- Ulster Loyalist feuds: Part of the Troubles (until 1998)
| Date | 1972 – c. 2018 |
| Location | Northern Ireland |
| Status | Conflict ended |

Belligerents

Commanders and leaders

= Loyalist feud =

Disputes between Northern Ireland loyalist groups

Sporadic feuds erupted almost routinely between Northern Ireland's various loyalist paramilitary groups during the ethno-political conflict known as the Troubles. The feuds frequently involved conflicts between and within the Ulster Defence Association (UDA) and the Ulster Volunteer Force (UVF) as well as, later, the Loyalist Volunteer Force (LVF). The conflict ended in 2018.

==UDA–UVF feuds==
Although the UDA and UVF have frequently co-operated and generally co-existed, the two groups have clashed. Two particular feuds stood out for their bloody nature.

===1974–1975===
A feud in the winter of 1974–75 broke out between the UDA and the UVF, the two main loyalist paramilitary organisations in Northern Ireland. The bad blood originated from an incident in the Ulster Workers' Council strike of May 1974 when the two groups were co-operating in support of the Ulster Workers' Council. That support the UDA and UVF members were giving involved shutting down their own social clubs and pubs due to complaints from loyalist wives of the striking men. The reason for this was with the men not working and funds being tight, the wives saw what little money they did have being spent at the pubs and social clubs controlled by UDA/UVF; therefore, the wives put pressure on the leaders of both groups to shut them down for the duration of the strike, and after consultation they agreed. All shut down except for a lone UVF-affiliated pub on the Shankill Road. On a November night in 1974, a UVF man named Joe Shaw visited the pub for a drink. While there, he was "ribbed by the regulars about having allowed his local to be closed". A few pints later Shaw and some friends returned to their local, on North Queen St., and opened it up. UDA men patrolling the area had seen the pubs lights on and ordered Shaw and his friends to close the place down and go home. Shaw refused, and the UDA men left, but they returned a short while later with a shotgun, determined to close the pub down. In the brawl that developed Shaw was fatally wounded. A joint statement described it as a tragic accident, although a subsequent UVF inquiry put the blame on Stephen Goatley and John Fulton, both UDA men. With antagonism growing, another man was killed in a drunken brawl on 21 February 1975, this time the UDA's Robert Thompson. This was followed by another pub fight in North Belfast in March and this time the UVF members returned armed and shot and killed both Goatley and Fulton, who had been involved in the earlier fight.

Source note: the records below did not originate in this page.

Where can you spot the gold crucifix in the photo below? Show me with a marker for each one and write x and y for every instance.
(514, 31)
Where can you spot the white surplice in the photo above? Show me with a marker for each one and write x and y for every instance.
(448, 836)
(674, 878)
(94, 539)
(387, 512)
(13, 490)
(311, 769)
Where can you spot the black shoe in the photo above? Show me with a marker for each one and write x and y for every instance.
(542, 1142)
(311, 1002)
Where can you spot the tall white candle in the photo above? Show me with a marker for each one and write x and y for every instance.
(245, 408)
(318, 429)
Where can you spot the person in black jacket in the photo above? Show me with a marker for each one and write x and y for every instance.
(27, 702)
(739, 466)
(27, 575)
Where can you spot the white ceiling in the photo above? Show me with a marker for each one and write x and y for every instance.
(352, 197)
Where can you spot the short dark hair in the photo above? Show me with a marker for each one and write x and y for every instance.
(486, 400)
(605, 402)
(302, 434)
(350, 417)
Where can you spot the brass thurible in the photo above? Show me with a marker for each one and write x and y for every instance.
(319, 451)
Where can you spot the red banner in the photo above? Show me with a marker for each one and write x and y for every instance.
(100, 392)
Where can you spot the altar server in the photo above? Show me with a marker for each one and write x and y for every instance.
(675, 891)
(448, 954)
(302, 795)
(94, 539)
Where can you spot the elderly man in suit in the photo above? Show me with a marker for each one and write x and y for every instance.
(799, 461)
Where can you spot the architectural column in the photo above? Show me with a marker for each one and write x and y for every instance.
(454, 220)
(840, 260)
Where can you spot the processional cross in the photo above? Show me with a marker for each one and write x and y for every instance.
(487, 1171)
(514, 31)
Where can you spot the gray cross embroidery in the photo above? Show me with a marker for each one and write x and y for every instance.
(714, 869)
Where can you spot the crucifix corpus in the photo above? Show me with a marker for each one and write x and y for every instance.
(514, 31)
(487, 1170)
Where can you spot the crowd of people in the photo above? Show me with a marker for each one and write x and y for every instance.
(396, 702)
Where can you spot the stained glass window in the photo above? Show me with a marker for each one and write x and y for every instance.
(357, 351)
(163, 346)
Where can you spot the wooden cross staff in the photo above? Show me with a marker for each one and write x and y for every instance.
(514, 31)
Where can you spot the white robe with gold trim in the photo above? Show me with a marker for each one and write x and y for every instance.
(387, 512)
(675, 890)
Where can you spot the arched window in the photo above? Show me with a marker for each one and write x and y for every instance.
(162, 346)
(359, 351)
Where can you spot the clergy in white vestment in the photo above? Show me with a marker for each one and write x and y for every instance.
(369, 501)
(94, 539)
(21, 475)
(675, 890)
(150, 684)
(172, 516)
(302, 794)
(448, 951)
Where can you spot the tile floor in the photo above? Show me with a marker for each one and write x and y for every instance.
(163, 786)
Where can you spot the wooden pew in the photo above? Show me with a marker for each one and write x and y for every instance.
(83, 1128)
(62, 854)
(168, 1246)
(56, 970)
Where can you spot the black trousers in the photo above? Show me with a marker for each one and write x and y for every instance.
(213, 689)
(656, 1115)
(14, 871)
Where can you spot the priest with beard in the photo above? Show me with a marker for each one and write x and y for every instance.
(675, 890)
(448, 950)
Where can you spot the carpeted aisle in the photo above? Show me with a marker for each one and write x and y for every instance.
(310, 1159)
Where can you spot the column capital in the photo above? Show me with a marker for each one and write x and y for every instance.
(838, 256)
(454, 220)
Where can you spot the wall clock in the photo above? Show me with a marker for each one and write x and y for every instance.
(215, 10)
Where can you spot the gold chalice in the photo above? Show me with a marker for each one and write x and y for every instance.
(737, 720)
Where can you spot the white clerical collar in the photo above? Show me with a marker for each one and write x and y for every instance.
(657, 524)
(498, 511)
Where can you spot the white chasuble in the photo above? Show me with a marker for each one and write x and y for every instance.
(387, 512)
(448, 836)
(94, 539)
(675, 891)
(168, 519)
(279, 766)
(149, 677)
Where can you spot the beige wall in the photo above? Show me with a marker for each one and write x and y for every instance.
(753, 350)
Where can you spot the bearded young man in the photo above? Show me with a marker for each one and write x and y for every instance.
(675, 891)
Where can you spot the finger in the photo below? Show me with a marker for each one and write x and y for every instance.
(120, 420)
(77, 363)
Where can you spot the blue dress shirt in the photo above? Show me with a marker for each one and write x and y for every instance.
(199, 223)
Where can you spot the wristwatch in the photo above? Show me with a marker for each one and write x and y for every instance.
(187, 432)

The following month, UDA Colonel Hugh McVeigh and his aide David Douglas were the next to die, kidnapped by the UVF on the Shankill Road and taken to Carrickfergus where they were beaten before being killed near Islandmagee. The UDA initially believed the IRA were responsible and intended to kidnap twenty Catholics in retaliation. The UDA's leadership were persuaded to call off their plan by a Protestant clergyman, who convinced them that the IRA were not involved. After Social Democratic and Labour Party (SDLP) leader John Hume revealed he had been informed of the aborted attacks, UDA chairman Andy Tyrie conceded that had been the UDA's intention but denied the group had planned shoot one hostage a day until the two missing UDA men were released.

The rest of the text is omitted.